Plus d'un million de personnes ont cliqué sur le bouton anti-IA de LinkedIn
Plus d'un million de personnes ont cliqué sur le nouveau bouton « Seems like AI slop » de LinkedIn depuis son lancement le 30 juillet 2026. L'annonce a été faite jeudi par Hari Srinivasan, chief product officer de la plateforme, dans un billet de blog. Ce bouton, accessible via le menu à trois points d'une publication, permet aux utilisateurs de signaler un contenu qu'ils jugent généré par intelligence artificielle.
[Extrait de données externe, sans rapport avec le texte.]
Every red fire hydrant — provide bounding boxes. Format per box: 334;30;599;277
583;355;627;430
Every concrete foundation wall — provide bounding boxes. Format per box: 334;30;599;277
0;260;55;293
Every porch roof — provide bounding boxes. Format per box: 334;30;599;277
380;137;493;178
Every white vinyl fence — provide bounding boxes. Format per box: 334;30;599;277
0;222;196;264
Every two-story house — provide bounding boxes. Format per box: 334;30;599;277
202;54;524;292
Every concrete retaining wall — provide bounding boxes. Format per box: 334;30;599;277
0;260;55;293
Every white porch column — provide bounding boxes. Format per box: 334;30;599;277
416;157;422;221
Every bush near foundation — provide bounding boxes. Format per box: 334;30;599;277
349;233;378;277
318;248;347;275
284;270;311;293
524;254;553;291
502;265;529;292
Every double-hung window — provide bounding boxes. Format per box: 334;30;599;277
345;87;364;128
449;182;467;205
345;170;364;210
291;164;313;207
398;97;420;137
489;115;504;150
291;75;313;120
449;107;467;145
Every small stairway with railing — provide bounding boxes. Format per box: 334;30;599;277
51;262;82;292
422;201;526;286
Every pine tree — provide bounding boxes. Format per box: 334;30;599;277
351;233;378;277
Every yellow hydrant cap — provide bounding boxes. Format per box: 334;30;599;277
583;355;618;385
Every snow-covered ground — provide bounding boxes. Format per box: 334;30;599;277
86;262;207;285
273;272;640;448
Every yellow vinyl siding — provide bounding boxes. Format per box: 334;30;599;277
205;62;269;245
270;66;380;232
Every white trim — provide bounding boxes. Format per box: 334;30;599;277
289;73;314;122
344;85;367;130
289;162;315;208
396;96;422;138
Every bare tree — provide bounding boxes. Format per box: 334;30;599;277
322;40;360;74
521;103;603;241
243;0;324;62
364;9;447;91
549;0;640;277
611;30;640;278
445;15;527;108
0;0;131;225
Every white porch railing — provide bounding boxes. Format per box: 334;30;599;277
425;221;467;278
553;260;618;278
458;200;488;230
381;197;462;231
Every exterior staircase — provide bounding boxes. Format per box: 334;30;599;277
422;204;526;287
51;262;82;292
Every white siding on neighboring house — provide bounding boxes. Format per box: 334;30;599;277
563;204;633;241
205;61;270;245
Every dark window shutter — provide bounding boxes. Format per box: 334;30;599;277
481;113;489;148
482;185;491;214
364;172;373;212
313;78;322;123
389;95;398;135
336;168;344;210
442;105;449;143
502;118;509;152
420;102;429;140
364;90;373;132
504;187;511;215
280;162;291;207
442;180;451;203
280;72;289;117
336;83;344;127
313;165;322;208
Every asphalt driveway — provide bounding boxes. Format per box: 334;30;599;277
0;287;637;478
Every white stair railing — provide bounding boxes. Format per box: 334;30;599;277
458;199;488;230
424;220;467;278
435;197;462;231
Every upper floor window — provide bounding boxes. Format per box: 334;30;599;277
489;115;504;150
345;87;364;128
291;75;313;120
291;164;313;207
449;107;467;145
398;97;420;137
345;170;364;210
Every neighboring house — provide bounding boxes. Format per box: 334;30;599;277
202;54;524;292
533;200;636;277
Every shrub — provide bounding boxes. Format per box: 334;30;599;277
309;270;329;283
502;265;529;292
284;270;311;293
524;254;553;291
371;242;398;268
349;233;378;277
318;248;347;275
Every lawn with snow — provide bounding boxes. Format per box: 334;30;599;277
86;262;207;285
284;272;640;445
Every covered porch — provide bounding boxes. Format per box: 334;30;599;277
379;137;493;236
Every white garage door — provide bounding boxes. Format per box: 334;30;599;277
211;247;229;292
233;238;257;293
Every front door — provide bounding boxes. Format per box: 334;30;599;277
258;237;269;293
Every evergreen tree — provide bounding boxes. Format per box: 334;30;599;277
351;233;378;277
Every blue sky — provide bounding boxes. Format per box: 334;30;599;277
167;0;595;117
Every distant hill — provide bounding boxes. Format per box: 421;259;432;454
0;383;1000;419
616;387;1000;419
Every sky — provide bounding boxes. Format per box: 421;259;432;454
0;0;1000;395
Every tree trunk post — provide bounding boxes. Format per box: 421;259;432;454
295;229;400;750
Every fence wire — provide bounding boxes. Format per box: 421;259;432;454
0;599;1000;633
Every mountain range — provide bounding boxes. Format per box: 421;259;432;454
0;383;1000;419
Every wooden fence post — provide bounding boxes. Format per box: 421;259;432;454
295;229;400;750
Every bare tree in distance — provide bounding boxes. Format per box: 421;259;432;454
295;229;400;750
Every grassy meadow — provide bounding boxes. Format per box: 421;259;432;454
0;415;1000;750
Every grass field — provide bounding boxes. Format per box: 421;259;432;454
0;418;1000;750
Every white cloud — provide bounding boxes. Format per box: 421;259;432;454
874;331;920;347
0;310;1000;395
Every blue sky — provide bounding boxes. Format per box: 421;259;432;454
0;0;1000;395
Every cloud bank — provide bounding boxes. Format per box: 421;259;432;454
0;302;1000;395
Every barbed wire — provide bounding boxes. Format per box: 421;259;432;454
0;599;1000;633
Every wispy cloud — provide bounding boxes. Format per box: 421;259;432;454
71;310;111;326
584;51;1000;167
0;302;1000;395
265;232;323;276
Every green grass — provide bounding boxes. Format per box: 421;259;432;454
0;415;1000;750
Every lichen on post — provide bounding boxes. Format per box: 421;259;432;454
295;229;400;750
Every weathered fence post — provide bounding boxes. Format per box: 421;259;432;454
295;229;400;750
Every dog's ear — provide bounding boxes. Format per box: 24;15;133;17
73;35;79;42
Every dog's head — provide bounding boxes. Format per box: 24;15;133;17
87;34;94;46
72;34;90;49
Son lancement intervient quelques semaines après une étude du détecteur Pangram, révélée par 404 Media, selon laquelle 41 % des publications longues sur LinkedIn seraient entièrement générées par IA. En parallèle du bouton de signalement, LinkedIn a déployé de nouveaux classificateurs dits « améliorés » pour identifier automatiquement les contenus IA, et a supprimé une fonctionnalité qui mettait auparavant en avant ce type de publications.
Résumé et traduction réalisés par Le Fil IA à partir de The Verge AI. Lire l'article original →
Cette initiative traduit une préoccupation croissante face à la saturation des réseaux professionnels par du contenu automatisé et souvent perçu comme de faible qualité, un phénomène désigné sous le terme de « AI slop ». Pour les utilisateurs, l'enjeu est de préserver la valeur d'un réseau censé favoriser des échanges professionnels authentiques plutôt qu'un flux de textes formatés par des chatbots. Pour LinkedIn, filiale de Microsoft, il s'agit aussi d'un enjeu de confiance et de rétention : si les membres estiment que leur fil d'actualité est envahi de contenu artificiel, l'engagement et la crédibilité de la plateforme risquent d'en pâtir.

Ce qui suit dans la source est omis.